I spent several minutes cursing the worthlessness of my guidebook as we walked back to the Grafton Street area, where we found a small pizza place. It is frustrating to know now where the food market is, just as it is frustrating now to know that I should have gone on the Viking Splash Tour, which also went unmentioned in my guidebook.

Dublin bloggers and meIndeed, I probably would have written off my Dublin experience as a shockingly disappointing waste of $2,400 (cost of flights and hotel) had it not been for Linus' managing to put together a group of local bloggers and others willing to risk having their skin eaten to meet the child bride and me.

I'm not sure all who were there necessarily want to be visually identified, so I'll simply tell you who was there and you can guess which one they are in the picture: Elisa, Donal, Isobel, Linus, Ken, Mick, and Noel. Lucy had also toyed with the idea of coming up from the Kingdom of Tramore, but perhaps as a result of my exposing the fact that the Guinness in Dublin doesn't taste different than it does elsewhere, she stayed home. In her stead, Linus made sure to insult me.

Things went off better than a number of military operations, with Linus sending Donal and Isobel ahead to a pub called Grogan's while he went to meet us on the only street I had as yet been able to find with any sort of consistency. Once it was determined that Grogan's was too full, the Irish Blogger Recon Team was sent out to find another pub while Linus, Rachel and I ate dinner.

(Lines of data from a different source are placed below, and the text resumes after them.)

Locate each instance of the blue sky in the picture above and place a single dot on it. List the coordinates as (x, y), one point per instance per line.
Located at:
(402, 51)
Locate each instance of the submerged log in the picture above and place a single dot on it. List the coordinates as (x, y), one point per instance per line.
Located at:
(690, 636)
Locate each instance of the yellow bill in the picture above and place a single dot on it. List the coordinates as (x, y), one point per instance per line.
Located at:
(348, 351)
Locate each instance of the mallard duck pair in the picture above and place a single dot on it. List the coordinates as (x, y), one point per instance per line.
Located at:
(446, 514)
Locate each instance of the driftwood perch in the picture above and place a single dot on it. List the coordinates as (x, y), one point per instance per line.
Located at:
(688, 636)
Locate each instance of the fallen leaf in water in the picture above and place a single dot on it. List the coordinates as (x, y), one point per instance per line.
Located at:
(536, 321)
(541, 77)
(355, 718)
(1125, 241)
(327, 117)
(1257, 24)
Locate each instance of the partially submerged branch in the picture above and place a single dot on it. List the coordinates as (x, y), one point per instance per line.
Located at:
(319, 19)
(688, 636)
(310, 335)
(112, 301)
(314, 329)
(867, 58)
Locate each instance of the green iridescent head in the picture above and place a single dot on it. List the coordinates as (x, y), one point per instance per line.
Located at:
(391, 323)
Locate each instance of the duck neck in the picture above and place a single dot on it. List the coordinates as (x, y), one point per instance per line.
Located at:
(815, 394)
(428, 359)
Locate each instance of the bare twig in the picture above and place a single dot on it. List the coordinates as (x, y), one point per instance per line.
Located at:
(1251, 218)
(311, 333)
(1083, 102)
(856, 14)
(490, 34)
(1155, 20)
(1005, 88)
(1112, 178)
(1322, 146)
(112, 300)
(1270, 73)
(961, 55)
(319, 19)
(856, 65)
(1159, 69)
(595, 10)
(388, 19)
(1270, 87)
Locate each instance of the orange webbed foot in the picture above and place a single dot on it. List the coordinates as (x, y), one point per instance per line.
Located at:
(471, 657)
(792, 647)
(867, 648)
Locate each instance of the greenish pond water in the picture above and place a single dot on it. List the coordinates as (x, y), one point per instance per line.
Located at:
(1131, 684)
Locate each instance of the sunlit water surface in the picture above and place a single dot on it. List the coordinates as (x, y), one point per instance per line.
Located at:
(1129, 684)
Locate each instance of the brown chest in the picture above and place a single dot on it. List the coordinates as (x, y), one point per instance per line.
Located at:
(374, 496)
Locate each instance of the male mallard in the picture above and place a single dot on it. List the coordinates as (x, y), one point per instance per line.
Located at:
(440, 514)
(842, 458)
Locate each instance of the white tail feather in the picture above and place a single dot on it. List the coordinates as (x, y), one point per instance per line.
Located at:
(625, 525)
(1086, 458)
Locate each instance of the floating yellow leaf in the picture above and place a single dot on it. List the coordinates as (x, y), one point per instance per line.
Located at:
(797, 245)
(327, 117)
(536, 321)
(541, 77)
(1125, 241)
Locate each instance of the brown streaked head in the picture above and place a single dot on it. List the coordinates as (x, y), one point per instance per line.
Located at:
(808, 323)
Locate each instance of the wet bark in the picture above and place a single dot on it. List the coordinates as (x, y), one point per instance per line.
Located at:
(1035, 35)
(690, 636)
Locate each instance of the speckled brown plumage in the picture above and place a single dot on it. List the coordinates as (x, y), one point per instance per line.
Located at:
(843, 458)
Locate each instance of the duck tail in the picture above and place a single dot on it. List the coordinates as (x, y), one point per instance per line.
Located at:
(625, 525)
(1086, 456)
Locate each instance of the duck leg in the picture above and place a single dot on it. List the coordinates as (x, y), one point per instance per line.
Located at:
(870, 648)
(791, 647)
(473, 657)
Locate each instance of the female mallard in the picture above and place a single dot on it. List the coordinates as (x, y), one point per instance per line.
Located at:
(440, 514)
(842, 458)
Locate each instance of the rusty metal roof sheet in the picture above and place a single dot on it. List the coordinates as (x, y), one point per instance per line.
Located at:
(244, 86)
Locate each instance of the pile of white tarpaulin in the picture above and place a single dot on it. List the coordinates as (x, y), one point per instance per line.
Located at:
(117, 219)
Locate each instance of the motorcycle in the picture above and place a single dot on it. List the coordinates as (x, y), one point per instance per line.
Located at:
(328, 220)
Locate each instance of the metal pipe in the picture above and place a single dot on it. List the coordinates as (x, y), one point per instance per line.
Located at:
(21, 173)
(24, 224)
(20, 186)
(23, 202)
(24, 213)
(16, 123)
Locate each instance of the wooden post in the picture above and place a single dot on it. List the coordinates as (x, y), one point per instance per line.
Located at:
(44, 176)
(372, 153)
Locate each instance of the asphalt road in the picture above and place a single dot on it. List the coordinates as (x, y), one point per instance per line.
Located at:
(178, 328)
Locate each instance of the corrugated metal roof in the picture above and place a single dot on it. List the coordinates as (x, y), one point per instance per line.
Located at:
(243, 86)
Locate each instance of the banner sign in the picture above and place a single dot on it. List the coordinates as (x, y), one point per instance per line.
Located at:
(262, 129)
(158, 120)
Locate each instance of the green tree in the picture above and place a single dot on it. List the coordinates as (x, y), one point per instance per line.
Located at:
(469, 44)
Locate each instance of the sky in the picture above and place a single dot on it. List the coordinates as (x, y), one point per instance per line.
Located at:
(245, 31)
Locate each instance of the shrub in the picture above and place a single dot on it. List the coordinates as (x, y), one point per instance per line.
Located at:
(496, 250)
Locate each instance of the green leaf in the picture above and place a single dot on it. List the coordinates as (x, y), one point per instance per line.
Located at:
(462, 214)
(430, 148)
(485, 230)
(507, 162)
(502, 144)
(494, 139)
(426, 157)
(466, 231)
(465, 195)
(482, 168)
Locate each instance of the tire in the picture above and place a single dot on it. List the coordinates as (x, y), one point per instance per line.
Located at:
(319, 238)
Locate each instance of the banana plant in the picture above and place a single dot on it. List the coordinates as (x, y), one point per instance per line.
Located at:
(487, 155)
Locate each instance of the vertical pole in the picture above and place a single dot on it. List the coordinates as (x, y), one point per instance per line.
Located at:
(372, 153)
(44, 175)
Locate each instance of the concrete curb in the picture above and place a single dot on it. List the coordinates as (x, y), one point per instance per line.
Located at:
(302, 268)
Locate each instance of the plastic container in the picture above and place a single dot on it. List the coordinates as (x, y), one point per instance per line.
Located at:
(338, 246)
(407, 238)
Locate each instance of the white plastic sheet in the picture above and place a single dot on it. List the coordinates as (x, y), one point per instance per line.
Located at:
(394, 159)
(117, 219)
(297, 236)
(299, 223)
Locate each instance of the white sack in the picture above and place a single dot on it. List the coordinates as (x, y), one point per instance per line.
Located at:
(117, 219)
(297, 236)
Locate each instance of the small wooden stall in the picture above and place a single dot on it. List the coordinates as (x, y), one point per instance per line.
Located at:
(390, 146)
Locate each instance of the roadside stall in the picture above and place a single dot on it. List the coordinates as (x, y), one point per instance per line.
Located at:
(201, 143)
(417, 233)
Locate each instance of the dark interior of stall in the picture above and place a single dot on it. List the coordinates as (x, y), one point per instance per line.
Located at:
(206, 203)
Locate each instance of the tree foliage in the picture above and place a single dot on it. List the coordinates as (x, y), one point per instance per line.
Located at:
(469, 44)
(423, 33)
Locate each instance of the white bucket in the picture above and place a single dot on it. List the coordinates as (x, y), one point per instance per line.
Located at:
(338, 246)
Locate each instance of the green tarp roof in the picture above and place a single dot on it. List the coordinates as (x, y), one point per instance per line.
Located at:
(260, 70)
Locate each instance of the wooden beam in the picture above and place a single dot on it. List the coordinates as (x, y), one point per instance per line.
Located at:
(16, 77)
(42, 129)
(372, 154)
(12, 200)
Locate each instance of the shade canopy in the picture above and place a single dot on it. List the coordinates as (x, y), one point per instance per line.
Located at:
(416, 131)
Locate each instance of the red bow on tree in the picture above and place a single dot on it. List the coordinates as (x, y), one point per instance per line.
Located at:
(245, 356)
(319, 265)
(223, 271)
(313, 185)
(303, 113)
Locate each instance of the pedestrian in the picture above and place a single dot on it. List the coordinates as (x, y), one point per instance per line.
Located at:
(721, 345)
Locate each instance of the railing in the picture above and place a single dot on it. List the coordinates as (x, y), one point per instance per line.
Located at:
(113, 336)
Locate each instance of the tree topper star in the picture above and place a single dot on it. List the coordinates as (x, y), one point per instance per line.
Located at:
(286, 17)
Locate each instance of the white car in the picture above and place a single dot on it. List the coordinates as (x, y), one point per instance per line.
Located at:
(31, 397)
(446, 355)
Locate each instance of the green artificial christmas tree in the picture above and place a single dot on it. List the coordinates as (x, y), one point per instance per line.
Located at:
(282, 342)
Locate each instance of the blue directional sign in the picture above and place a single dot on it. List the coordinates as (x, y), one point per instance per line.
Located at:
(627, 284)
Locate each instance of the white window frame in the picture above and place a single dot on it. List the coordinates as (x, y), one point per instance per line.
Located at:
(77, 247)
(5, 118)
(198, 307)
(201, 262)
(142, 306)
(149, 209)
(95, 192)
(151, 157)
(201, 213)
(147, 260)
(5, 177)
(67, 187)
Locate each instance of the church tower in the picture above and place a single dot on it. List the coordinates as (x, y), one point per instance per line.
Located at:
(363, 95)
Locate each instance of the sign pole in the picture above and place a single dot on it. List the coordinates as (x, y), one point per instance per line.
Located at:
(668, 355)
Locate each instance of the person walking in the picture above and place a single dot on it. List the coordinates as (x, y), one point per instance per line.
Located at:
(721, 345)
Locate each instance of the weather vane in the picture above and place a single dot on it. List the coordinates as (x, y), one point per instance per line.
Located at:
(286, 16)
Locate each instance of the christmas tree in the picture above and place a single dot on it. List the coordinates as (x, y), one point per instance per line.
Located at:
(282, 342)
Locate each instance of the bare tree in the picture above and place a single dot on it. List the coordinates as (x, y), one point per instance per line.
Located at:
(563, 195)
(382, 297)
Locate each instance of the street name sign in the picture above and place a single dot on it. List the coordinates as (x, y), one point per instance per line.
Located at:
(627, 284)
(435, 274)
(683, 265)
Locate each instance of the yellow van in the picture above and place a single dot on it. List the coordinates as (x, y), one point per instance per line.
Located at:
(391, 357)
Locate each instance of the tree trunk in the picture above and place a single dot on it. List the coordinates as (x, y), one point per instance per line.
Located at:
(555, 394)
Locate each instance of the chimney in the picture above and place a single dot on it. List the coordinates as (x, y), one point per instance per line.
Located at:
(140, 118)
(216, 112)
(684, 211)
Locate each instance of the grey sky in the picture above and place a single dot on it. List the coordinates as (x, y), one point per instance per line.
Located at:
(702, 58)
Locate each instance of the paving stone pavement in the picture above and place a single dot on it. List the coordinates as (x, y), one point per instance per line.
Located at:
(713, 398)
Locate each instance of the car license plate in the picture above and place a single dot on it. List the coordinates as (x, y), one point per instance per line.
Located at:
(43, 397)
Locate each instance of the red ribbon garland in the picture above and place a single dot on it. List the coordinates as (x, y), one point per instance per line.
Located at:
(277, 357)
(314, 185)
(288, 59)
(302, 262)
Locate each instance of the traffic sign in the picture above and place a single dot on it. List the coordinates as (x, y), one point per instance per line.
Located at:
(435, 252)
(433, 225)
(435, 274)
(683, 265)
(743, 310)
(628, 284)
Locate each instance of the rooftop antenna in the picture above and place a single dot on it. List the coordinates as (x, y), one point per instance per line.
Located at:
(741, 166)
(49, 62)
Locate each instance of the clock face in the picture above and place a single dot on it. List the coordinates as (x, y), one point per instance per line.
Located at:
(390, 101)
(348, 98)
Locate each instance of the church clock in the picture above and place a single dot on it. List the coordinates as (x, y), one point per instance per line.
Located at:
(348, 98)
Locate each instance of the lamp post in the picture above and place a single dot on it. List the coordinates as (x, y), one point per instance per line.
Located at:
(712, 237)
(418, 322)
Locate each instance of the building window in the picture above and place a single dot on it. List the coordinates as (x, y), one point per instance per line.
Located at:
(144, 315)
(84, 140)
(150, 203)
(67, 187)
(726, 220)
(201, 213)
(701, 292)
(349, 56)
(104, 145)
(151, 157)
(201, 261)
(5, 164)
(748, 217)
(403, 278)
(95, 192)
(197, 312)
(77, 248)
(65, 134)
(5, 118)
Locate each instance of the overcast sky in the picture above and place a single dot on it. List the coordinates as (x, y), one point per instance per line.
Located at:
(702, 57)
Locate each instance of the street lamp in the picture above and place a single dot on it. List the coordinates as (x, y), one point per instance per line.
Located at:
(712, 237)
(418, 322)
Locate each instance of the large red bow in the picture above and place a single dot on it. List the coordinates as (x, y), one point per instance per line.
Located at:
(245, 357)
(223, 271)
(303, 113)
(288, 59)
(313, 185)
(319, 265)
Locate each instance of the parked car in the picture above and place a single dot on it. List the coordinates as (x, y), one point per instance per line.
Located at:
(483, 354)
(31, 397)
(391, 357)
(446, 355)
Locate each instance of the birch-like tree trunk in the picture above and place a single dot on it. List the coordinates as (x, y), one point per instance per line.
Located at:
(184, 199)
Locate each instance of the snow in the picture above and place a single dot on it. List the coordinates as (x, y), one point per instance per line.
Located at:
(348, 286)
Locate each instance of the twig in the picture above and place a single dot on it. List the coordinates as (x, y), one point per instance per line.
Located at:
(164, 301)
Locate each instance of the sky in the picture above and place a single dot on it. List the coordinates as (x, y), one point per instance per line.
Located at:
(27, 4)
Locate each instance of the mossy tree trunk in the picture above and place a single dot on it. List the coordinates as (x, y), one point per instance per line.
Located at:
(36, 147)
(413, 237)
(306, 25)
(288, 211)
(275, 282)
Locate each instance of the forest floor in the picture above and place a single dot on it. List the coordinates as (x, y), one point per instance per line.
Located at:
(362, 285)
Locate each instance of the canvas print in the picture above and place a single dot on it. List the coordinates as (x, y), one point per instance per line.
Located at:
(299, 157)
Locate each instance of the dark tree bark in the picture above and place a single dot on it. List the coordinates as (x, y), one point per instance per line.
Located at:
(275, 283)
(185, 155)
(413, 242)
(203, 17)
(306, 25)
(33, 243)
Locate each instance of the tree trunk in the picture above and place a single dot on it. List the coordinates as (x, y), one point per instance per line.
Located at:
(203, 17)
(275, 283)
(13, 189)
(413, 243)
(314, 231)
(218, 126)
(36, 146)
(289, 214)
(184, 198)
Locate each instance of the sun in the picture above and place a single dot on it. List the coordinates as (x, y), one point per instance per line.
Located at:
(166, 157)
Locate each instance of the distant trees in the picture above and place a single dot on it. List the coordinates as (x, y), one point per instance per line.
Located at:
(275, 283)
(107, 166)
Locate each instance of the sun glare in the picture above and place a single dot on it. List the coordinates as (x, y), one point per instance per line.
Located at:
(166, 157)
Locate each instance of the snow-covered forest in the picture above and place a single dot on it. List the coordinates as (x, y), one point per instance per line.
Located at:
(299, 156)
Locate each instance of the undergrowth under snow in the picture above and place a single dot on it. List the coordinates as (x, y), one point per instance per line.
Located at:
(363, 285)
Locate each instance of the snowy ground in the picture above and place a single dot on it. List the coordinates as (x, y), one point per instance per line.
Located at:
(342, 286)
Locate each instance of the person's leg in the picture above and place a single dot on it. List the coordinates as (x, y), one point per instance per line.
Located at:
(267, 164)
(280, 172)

We all eventually met up at Neary's, which is strangely identified outside as the Chatham Lounge. Whatever it's called, I liked it and I enjoyed the company so much that the child bride and I were there a good three hours later than I had originally intended.

More pictures of Dublin taken on March 25

1 comment:

Anonymous said...

Looking forward to the next visit.

In an odd turn of events after our conversation Tom Jones has just received a knighthood.

The Dublin travelogue is spot on by the way, excellent stuff.